Tag Archives: perspective

Amazing first decade, futurists, and suffering

The Jester has has his time for long enough. Once he crosses the line into flagrant paranoia, I have to step in.

It’s a new year and a new decade. The decade might have been better for Science (still no flying cars) but all-in-all, I’m pretty happy. We’ve seen tissue engineering come a long way including grow-your-own skin and grow-your-own hearts. We’ve seen metamaterials with negative index of refraction and a lower thermal conductivity than vacuum, both of which I grew up believing were physically impossible. We seen bona fide proof of evolution (as if we needed more).

Basically I can’t even begin to touch on all the cool things in that happened in the last ten years. It’s enough to have give me a glimmer of faith in the vision of the futurists’ utopia: we may conquer death and scarcity and create a world of never-ending exploration. But maybe human nature needs scarcity and death to be whole. Maybe ten years is a good time for reflection on what we all want for ourselves and for each other. Facile suggestions that ‘happiness’ is what we want miss the point: If we knew what would make us happy, we would have it by now.

Ultimately, and strangely, I’m not sure that conquering death and scarcity will make us any kinder.

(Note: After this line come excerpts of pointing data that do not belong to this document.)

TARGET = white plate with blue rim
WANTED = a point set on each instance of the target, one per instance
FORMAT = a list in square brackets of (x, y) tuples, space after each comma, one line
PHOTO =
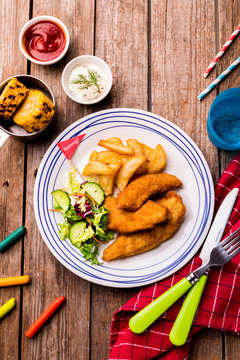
[(184, 159)]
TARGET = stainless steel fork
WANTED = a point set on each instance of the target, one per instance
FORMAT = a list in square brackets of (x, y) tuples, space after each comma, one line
[(220, 255)]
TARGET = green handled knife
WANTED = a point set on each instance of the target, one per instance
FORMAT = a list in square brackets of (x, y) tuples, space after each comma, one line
[(183, 322), (144, 318)]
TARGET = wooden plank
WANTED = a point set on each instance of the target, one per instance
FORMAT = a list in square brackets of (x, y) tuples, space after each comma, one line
[(67, 334), (124, 48), (11, 177), (228, 21), (181, 48)]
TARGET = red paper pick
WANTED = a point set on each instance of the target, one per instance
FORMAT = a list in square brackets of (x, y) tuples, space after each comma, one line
[(68, 147)]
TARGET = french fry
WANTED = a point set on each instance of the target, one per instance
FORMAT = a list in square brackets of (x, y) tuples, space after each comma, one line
[(127, 171), (120, 149), (111, 157), (93, 156), (138, 149), (107, 181), (158, 161), (136, 146), (97, 168), (115, 140), (148, 152)]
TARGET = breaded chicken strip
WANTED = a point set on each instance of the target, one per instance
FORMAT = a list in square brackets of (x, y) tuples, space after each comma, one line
[(128, 245), (139, 190), (124, 222)]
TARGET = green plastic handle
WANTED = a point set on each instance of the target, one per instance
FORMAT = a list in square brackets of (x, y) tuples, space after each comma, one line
[(12, 238), (183, 322), (144, 318)]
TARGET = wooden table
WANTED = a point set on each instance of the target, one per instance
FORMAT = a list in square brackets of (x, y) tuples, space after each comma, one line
[(158, 51)]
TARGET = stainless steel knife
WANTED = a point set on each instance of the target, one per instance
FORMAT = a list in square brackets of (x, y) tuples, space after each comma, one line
[(183, 322)]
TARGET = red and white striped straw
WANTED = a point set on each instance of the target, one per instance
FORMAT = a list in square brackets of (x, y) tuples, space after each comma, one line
[(222, 51)]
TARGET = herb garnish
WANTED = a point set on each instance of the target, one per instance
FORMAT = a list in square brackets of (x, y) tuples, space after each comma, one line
[(87, 82)]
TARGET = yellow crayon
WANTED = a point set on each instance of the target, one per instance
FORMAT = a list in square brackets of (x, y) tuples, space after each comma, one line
[(16, 280), (8, 306)]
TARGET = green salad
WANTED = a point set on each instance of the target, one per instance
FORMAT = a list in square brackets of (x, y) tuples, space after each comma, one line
[(85, 216)]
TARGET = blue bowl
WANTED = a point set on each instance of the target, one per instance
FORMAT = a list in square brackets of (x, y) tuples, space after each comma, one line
[(223, 124)]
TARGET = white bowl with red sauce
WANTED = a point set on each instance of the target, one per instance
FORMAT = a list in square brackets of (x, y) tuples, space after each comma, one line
[(44, 40)]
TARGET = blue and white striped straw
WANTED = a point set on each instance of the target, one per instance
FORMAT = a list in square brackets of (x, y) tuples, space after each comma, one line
[(218, 79)]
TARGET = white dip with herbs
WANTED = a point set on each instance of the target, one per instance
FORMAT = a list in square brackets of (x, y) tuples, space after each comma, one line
[(87, 82)]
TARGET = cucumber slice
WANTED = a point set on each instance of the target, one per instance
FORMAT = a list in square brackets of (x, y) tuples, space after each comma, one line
[(75, 229), (95, 191), (61, 200)]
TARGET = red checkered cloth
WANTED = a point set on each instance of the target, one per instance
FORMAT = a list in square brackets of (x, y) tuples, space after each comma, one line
[(219, 307)]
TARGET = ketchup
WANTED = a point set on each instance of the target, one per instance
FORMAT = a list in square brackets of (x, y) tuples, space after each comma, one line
[(44, 41)]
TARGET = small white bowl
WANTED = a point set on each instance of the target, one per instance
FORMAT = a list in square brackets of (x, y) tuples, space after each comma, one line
[(36, 20), (82, 60)]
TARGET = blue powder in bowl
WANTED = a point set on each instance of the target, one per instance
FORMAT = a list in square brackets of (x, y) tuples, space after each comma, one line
[(227, 127)]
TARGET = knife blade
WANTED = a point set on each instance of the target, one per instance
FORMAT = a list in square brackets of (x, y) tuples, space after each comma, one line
[(183, 322)]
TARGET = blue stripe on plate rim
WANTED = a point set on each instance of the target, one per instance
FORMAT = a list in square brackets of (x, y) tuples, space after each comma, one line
[(98, 119)]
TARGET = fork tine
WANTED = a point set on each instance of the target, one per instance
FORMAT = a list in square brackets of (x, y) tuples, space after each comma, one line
[(234, 254), (234, 244), (230, 249), (222, 243), (225, 247)]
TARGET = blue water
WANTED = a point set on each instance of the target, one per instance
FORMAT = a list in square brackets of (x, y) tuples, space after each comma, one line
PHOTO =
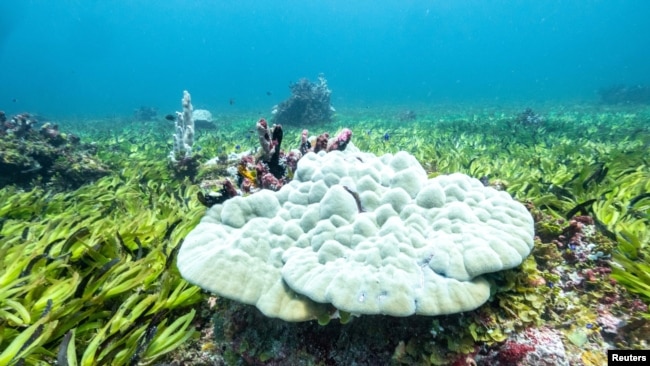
[(102, 58)]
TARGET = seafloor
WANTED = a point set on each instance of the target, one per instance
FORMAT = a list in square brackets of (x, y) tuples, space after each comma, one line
[(88, 276)]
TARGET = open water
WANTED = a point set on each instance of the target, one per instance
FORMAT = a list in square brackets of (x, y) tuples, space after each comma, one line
[(106, 58)]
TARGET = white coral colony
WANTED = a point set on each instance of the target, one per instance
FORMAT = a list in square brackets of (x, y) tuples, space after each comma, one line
[(364, 234)]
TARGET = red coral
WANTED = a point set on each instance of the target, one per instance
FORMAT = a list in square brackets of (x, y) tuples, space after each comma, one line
[(512, 353)]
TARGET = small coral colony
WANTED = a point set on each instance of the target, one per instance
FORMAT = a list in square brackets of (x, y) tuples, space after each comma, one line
[(443, 237)]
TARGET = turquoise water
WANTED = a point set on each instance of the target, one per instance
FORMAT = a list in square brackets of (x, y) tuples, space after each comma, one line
[(103, 58)]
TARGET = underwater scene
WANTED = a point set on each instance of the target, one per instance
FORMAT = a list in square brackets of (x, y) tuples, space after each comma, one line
[(324, 182)]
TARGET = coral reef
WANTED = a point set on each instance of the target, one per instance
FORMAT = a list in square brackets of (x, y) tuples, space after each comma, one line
[(357, 231), (32, 156), (309, 104)]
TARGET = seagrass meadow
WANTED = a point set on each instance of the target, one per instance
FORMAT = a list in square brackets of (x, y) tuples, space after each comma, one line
[(88, 277)]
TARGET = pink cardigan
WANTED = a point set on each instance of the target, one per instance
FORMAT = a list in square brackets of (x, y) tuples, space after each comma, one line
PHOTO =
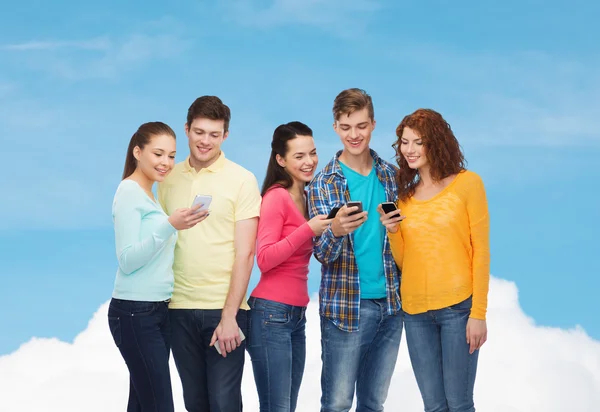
[(284, 247)]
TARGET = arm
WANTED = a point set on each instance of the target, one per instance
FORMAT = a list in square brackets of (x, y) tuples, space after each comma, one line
[(327, 247), (479, 222), (272, 250), (247, 209), (227, 332), (133, 252), (397, 247), (161, 197)]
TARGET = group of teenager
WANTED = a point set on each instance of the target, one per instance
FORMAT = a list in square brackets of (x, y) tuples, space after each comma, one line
[(407, 248)]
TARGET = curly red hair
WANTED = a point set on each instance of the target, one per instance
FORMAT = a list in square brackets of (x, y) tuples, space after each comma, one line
[(442, 149)]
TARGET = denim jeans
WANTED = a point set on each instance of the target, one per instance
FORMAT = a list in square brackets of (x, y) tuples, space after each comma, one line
[(439, 353), (211, 383), (364, 360), (141, 331), (277, 346)]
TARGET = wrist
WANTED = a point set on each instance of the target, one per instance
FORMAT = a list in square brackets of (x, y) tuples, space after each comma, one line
[(229, 313)]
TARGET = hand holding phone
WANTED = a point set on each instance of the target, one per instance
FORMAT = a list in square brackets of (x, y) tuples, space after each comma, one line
[(218, 346), (358, 204), (333, 212), (392, 222), (389, 207), (204, 200)]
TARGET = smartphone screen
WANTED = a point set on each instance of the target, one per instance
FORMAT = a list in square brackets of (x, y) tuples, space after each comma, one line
[(333, 212), (355, 203), (203, 200), (389, 207)]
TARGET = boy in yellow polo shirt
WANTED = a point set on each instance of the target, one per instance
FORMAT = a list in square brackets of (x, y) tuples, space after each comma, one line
[(213, 262)]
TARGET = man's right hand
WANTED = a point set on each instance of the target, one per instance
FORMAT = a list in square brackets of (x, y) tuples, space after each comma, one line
[(187, 218), (344, 224)]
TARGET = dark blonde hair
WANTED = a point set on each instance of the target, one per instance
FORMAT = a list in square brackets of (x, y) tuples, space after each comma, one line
[(141, 138), (350, 101)]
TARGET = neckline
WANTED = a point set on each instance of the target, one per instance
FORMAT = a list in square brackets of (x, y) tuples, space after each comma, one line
[(293, 204), (345, 166), (152, 199), (441, 192)]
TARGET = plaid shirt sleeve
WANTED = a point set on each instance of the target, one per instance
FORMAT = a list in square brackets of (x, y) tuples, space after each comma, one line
[(327, 247)]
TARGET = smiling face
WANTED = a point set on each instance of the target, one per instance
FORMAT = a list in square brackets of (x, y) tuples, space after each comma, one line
[(301, 159), (411, 147), (205, 137), (157, 158), (355, 131)]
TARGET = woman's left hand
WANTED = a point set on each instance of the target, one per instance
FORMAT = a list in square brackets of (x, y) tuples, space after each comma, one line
[(476, 334)]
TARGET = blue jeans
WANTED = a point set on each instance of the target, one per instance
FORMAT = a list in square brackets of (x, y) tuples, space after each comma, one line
[(443, 367), (141, 331), (364, 360), (277, 346), (211, 383)]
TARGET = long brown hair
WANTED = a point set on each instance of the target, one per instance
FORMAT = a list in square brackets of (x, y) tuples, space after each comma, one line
[(141, 138), (277, 175), (442, 149)]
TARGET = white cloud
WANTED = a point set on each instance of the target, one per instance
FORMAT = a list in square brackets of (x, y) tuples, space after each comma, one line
[(523, 368)]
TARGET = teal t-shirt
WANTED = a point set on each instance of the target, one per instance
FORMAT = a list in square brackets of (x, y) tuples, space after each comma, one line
[(368, 238)]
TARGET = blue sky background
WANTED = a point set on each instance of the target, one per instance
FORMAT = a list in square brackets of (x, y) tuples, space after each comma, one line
[(518, 82)]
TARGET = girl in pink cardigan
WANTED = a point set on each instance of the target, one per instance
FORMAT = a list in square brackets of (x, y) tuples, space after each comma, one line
[(276, 341)]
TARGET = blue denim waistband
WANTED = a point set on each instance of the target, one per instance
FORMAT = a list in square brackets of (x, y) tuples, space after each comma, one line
[(259, 303)]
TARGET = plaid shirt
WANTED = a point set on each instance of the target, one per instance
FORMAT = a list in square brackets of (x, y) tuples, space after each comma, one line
[(339, 294)]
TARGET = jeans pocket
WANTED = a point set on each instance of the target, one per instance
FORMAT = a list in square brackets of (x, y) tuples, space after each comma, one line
[(143, 308), (276, 317), (114, 323), (462, 307)]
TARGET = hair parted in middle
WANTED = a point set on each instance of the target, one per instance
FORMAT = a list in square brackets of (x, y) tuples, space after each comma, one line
[(442, 149), (350, 101), (209, 107), (277, 175)]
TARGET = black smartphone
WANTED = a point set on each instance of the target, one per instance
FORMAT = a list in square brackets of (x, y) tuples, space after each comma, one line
[(355, 203), (389, 207), (333, 212)]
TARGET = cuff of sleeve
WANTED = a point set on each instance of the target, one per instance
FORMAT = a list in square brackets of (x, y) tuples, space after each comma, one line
[(478, 314), (165, 229), (306, 232), (394, 235)]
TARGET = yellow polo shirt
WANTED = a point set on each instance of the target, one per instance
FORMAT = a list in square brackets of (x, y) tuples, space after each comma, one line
[(204, 254)]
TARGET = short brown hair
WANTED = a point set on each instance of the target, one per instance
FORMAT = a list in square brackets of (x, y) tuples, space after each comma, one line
[(350, 101), (441, 148), (209, 107)]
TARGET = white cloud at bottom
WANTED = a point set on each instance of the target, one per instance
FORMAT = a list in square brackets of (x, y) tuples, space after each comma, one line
[(522, 368)]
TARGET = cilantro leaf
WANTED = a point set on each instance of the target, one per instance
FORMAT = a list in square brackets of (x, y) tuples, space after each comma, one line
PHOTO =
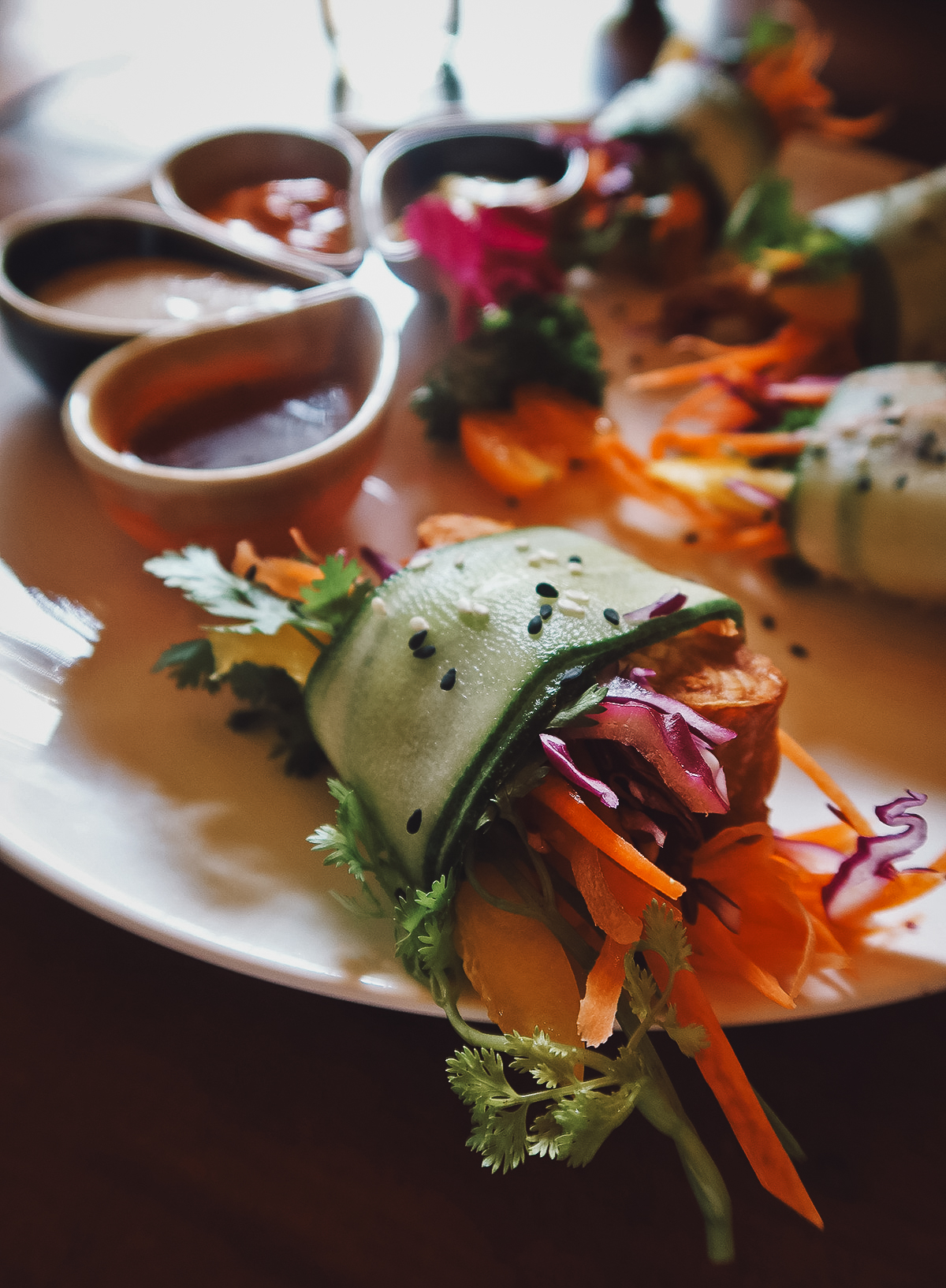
[(575, 714), (663, 934), (330, 603), (203, 580), (191, 665), (534, 340), (587, 1118)]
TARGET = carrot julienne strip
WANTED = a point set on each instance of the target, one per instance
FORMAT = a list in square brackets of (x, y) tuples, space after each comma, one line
[(726, 1078), (799, 758), (788, 443), (601, 993), (569, 805)]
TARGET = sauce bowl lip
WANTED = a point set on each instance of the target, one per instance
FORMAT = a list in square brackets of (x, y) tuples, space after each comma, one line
[(331, 136), (406, 140), (124, 209), (124, 466)]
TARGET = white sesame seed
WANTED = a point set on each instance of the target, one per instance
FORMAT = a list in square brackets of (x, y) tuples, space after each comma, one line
[(571, 608)]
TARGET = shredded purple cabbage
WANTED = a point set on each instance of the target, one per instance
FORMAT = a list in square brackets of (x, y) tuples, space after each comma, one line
[(561, 758), (669, 603), (685, 763), (868, 870), (635, 688), (380, 565)]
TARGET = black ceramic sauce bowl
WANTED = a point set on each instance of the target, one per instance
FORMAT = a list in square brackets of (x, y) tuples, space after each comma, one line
[(408, 162), (44, 242)]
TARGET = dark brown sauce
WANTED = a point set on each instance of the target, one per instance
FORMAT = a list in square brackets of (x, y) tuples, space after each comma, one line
[(244, 425), (307, 214)]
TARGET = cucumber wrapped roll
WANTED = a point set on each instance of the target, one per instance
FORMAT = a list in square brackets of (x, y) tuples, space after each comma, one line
[(555, 765), (461, 663), (897, 236), (869, 502)]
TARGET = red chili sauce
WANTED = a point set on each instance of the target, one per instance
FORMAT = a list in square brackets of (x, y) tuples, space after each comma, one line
[(307, 214), (244, 425)]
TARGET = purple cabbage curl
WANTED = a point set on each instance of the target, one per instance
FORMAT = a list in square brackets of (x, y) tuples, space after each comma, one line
[(870, 867), (380, 565), (561, 759), (683, 759), (669, 603)]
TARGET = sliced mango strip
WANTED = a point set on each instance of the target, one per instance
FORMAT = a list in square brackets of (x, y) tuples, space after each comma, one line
[(289, 649), (515, 964)]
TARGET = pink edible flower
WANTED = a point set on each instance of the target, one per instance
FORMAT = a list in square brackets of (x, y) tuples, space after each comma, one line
[(493, 256)]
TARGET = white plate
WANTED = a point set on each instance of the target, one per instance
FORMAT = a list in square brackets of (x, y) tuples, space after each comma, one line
[(144, 809)]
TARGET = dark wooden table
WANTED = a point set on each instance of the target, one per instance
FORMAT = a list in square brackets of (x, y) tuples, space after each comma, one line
[(168, 1122)]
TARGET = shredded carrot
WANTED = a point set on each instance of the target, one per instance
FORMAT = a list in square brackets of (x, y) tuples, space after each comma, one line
[(286, 577), (610, 913), (791, 344), (730, 1086), (716, 944), (788, 443), (799, 758), (601, 993), (553, 793)]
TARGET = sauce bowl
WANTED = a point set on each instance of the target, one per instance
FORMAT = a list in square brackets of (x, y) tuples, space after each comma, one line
[(333, 334), (40, 245), (196, 178), (408, 162)]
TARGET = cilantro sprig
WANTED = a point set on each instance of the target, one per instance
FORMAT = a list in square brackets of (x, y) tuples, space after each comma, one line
[(273, 698)]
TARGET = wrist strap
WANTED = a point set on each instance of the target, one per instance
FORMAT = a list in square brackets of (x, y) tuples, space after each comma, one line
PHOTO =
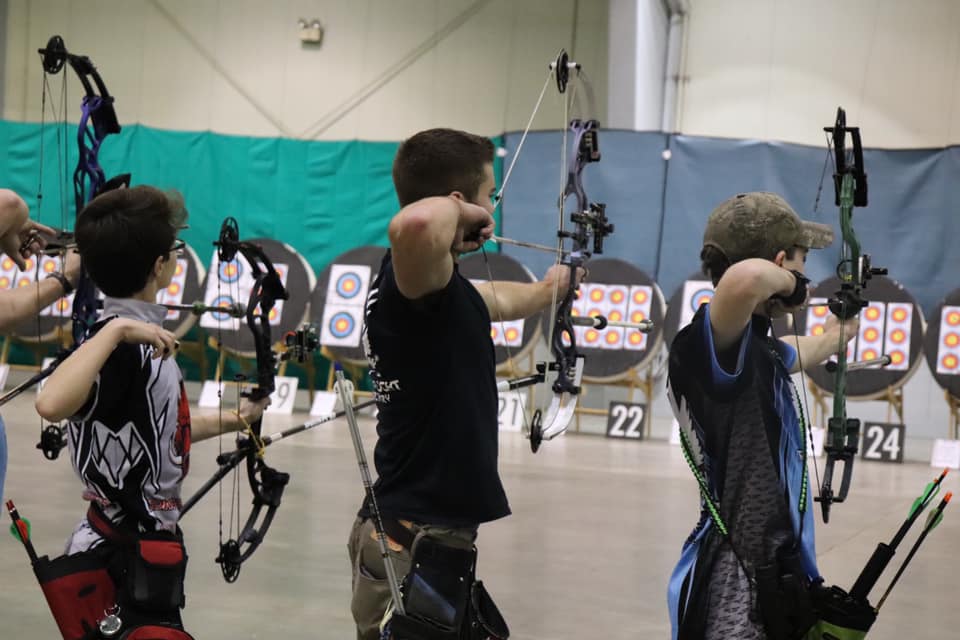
[(62, 279), (799, 293)]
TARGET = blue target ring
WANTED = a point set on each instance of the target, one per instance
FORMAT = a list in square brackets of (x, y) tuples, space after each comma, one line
[(341, 324), (221, 301), (698, 296), (348, 285), (230, 272)]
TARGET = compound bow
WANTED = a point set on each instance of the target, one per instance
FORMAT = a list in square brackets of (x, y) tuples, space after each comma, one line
[(98, 119), (266, 483), (854, 271), (590, 227)]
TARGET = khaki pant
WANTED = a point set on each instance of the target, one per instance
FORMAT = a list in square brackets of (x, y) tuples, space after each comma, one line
[(371, 593)]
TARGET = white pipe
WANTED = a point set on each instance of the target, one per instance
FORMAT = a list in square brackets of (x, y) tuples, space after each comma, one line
[(679, 9)]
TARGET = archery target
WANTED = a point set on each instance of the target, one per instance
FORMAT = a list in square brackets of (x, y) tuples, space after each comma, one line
[(896, 343), (948, 349), (231, 282), (942, 344), (639, 308), (891, 324), (869, 341), (695, 293), (184, 288), (343, 312), (53, 319), (621, 292), (173, 294), (508, 333), (339, 299), (511, 338)]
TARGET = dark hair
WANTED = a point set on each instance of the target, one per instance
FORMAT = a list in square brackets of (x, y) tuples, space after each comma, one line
[(714, 262), (436, 162), (121, 233)]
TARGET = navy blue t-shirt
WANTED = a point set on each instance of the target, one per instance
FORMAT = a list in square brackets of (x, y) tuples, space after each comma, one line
[(433, 370)]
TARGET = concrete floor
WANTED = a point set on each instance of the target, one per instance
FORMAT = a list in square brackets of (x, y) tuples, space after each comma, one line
[(596, 530)]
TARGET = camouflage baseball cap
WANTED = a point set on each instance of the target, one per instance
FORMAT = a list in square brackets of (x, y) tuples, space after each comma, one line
[(758, 225)]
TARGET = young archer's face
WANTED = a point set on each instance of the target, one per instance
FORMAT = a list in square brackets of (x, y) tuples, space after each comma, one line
[(799, 260)]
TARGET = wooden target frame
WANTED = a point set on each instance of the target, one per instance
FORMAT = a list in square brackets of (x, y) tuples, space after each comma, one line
[(898, 326)]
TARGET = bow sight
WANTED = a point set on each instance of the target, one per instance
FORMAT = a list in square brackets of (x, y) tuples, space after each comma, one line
[(301, 343)]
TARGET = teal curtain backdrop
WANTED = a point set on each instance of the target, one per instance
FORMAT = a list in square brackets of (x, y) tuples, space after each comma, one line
[(322, 198)]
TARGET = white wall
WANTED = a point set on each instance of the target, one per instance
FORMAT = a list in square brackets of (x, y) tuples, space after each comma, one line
[(778, 69), (636, 62), (237, 66)]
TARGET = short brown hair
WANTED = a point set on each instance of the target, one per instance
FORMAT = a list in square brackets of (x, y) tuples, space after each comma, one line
[(121, 233), (436, 162)]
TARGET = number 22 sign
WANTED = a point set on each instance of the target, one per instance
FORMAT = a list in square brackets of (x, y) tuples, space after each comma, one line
[(625, 420)]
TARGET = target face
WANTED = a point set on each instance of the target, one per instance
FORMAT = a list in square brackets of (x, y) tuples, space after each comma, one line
[(173, 294), (343, 312), (235, 279), (342, 324), (948, 350)]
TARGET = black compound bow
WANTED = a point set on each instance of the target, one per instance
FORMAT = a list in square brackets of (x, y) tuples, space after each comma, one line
[(98, 119), (266, 483), (854, 271)]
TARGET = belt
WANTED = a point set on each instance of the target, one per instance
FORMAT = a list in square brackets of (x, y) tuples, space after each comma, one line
[(109, 531), (400, 531)]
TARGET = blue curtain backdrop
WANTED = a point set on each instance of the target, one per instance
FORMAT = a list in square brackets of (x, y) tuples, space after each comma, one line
[(324, 198)]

I think we’ve made some real progress toward doing those things, and I’m not alone in that thought.

Yet, even so, I think a lot of otherwise crazy-seeming people might be sane in the light of this statement: abundance does not necessarily engender generosity. People who think we’re better off without public healthcare may be right up to a point: the threat of true suffering can be motivation for good. Don’t get me wrong – I don’t hold with people who would sell others’ welfare for the sake of an abstraction. The Free Market is all well and good until Henry Frick has you killed because you want fair pay. Yet, we only have the opportunity to be truly charitable in the face of true misfortune. Would we cheat ourselves of this sorrow?

If we could truly alleviate human suffering on a large scale, would we be neutering humanity?